The seminar’s resolutions, released yesterday by the United Nation’s Nairobi information office, urged all African countries, which had not done so, to ratify and implement international conventions on the elimination of all forms of racial discrimination and “the suppression and punishment of the crime of apartheid”.

They also urged all states to comply with the arms embargo on South Africa and to continue to press for mandatory sanctions against South Africa under chapter seven of the UN Charter.

Participants from about 30 African countries, also called for increased material: financial, military, and moral assistance to “the liberation movements fighting for freedom in Namibia and South Africa” and recommended that efforts be intensified for the implementation of the UN plan for Namibian independence.

The Press in African countries were accused of aiding and abetting racism by presenting stereotyped, partial, unilateral, or tendentious pictures of individuals and various human groups.

The seminar then recommended an Africa-wide roundtable conference of information and mass media delegates to discuss the role of the media in combating racism and racial discrimination.
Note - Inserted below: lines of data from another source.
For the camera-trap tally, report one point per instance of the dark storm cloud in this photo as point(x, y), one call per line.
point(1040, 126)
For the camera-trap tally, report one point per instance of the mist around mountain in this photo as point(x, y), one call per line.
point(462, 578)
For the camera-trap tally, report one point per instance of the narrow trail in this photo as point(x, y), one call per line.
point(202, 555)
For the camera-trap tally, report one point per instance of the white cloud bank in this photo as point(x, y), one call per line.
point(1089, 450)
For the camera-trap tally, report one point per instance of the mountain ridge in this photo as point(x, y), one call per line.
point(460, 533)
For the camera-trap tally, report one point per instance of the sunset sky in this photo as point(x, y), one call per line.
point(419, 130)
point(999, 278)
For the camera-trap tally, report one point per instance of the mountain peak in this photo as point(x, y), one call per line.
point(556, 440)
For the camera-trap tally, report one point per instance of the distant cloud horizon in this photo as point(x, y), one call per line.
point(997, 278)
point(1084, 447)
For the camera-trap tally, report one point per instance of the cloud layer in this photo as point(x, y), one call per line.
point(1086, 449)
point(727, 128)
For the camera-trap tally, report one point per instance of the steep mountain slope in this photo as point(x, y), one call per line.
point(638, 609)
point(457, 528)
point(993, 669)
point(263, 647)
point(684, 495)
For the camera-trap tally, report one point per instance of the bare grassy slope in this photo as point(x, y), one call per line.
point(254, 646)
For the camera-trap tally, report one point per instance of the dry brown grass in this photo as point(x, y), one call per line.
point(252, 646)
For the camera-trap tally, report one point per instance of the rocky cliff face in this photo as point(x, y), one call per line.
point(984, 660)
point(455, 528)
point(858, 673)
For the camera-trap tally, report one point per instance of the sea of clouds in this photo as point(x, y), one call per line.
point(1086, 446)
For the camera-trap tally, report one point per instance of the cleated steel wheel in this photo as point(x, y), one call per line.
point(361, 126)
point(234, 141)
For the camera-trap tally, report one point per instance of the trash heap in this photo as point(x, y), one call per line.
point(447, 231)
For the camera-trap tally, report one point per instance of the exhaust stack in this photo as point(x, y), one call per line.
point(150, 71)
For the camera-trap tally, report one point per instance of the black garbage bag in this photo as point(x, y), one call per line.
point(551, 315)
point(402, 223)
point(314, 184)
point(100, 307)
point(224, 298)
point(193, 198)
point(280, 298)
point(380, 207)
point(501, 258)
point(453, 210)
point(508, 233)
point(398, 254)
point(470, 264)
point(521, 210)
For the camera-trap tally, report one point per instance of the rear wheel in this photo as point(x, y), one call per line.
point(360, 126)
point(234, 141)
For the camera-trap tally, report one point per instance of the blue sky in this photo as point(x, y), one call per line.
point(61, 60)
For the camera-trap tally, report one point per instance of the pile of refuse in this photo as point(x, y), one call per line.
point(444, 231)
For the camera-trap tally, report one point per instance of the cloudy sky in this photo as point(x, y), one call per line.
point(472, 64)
Mr E. Mompoint, representing UN Secretary-General Kurt Waldheim, told the seminar the UN had spearheaded the fight against apartheid and he was convinced that it was only a matter of time “before the people of Namibia and South Africa will be liberated and restored to their full rights”.

Between speeches condemning apartheid, the seminar also discussed ethnic or tribal prejudices in Africa, the control of governments by oppressive dictators, unrepresentative elites, violence and violations of human rights stemming from these factors, and prejudice in various African countries against non-nationals.

On these topics, it passed resolutions commending that a study be made of tribalism in Africa and that a proposed African commission on human rights be asked to make arrangements for ending discrimination and protecting minorities.


  • Apartheid is racial segregation that was practiced in South Africa from 1948 to 1994. Under this system, the apartheid government of that time, which was all white, dictated that non-white South Africans (a majority of the population) were required to live in separate areas from whites and use separate public facilities, and contact between the two groups
  • The chief architect of apartheid was a South African politician, scholar of applied psychology and sociology, and chief editor of Die Transvaler newspaper, Hendrik Frensch Verwoerd
  • Although apartheid in South Africa ended with the repealing of policies that entrenched the racial system after democratic rule in 1994, scholars believe that the economic and social impacts of apartheid are still evident with the ever-widening gaps between black and white South Africans in multiple ways.